Where was the first power washer that you ever saw used? The car wash. If you’re washing your car or a boat or any hard, non-porous and non-organic material, the power washer is the tool!
One application for a power washer that I understand and I’ll give you a pass on is siding before painting. I HATE TO SCRAPE PAINT, so I’ll buy that one, but only if you let the siding dry completely before painting. Maybe as long as forty eight hours depending on the weather.
The WORST place to use a power washer is on a deck made of composite materials. I’m talking about material like Trex, TimberTech, ChoiceDek, Evergrain just to name a few. I’ve had customers call and say, “there was black spots on my deck so I power washed it. Now the deck is warping, swelling and popping the screws.” What I would like to say is, I wonder why, since you just injected it with who knows how many pounds per square inch of water. Most every manufacturer will tell you DO NOT power wash a composite deck. Instead, use a deck cleaner. I have personally used the Olympic Deck Wash with good success on my deck. You do have to give it a scrub or two but really, it’s not that bad. It should get rid of the black spots, which are mold, for around a year. We have a new product in stock at Porters that I want to try. It’s called Bravo from Encore Coatings. It’s supposed to seal composites and make them less susceptible to mold stains while restoring the deck to its original color and luster.
All wood decks are more forgiving to the power washer but still, damage can be done to the wood with a power washer.
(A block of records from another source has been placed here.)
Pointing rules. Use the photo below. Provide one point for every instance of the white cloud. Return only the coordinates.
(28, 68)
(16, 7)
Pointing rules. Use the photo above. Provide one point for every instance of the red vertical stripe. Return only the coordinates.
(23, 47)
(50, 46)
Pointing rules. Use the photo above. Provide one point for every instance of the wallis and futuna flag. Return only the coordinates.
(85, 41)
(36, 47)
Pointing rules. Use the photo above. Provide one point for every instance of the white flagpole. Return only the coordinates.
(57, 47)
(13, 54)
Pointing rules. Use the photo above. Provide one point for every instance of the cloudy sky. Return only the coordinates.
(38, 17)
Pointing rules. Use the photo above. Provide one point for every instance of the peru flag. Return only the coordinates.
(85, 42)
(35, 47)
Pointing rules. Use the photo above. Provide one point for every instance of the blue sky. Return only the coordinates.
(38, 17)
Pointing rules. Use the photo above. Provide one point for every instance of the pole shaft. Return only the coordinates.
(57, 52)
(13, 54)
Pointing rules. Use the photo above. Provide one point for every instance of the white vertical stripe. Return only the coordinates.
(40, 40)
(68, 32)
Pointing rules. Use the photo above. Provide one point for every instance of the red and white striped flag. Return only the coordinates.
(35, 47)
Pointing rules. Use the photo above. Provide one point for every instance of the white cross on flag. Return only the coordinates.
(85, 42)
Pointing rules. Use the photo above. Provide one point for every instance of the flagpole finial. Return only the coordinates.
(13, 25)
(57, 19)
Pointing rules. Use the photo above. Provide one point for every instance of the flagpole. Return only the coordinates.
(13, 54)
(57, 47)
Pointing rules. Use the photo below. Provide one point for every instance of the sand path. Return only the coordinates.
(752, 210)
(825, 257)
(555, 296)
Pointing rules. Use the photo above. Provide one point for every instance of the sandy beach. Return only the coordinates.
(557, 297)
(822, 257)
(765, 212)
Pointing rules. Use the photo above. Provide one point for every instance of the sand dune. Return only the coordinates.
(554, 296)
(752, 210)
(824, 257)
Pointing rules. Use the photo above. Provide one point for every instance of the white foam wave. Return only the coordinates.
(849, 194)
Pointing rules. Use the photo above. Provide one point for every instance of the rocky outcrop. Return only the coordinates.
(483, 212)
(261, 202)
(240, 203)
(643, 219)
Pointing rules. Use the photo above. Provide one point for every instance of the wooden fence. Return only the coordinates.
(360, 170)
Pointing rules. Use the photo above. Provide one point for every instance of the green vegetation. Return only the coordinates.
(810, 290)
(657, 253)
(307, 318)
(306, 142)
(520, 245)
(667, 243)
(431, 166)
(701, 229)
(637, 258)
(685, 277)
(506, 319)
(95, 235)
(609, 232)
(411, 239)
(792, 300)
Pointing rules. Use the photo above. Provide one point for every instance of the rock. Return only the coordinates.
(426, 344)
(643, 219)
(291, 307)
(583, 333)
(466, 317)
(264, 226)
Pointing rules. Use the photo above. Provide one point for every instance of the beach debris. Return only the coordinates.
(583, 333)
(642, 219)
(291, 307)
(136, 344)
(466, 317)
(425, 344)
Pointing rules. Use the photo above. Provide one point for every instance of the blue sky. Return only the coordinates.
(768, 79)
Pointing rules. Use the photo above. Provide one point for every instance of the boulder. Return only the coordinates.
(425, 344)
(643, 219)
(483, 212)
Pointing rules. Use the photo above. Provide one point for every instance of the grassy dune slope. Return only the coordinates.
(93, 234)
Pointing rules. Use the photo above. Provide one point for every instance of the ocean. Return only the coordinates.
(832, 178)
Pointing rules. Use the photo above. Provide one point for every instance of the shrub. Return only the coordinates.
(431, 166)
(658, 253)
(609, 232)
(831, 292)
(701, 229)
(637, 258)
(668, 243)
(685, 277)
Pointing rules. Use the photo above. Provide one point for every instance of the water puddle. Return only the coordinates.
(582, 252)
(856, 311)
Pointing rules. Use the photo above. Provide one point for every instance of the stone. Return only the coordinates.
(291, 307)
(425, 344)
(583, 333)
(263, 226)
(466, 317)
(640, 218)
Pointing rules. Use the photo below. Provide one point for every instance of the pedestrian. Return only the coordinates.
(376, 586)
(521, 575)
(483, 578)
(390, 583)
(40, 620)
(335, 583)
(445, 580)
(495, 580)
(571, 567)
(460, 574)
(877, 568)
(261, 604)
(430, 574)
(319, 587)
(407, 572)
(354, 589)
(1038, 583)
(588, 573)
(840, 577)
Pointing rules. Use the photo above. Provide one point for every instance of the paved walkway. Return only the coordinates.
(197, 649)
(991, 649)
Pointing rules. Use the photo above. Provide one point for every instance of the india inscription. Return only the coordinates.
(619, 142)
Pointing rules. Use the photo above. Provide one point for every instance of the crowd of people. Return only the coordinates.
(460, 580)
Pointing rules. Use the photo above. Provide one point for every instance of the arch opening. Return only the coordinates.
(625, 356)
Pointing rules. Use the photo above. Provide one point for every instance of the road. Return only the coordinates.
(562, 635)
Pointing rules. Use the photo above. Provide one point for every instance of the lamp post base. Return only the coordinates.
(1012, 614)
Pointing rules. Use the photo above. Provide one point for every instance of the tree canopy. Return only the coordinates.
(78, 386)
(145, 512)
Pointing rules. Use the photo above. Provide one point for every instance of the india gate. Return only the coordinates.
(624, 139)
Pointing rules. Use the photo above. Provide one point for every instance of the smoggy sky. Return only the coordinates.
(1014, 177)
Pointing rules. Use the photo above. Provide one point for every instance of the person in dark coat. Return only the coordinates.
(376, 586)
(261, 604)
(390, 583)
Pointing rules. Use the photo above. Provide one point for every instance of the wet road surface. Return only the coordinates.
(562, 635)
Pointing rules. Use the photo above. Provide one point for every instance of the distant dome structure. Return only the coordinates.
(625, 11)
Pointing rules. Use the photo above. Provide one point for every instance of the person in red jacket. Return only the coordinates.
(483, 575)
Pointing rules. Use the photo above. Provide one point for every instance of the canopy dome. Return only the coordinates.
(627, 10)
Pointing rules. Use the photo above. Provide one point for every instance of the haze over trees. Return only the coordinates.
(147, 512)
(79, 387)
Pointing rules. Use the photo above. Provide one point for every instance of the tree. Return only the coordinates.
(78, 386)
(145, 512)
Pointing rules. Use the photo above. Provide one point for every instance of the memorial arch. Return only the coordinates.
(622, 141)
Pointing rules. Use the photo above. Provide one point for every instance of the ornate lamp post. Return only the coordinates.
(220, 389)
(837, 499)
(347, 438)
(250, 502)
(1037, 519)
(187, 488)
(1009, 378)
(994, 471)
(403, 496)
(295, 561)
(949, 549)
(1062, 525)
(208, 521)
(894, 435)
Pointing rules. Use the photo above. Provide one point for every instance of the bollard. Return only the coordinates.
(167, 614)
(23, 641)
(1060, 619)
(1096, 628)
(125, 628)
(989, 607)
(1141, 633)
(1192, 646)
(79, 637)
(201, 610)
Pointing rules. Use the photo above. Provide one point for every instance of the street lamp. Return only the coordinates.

You want to get it clean before you put on the stain, but did you ever think that by power washing the wood, you are also tearing down the fiber of the wood? The result of that, splinters! Whatever happened to a little scrubbing and a thumb in the end of a hose?
So guys, holster the power washer. Don’t draw down on a defenseless deck, driveway or piece of siding unless you’re sure, there are no alternatives to power washing.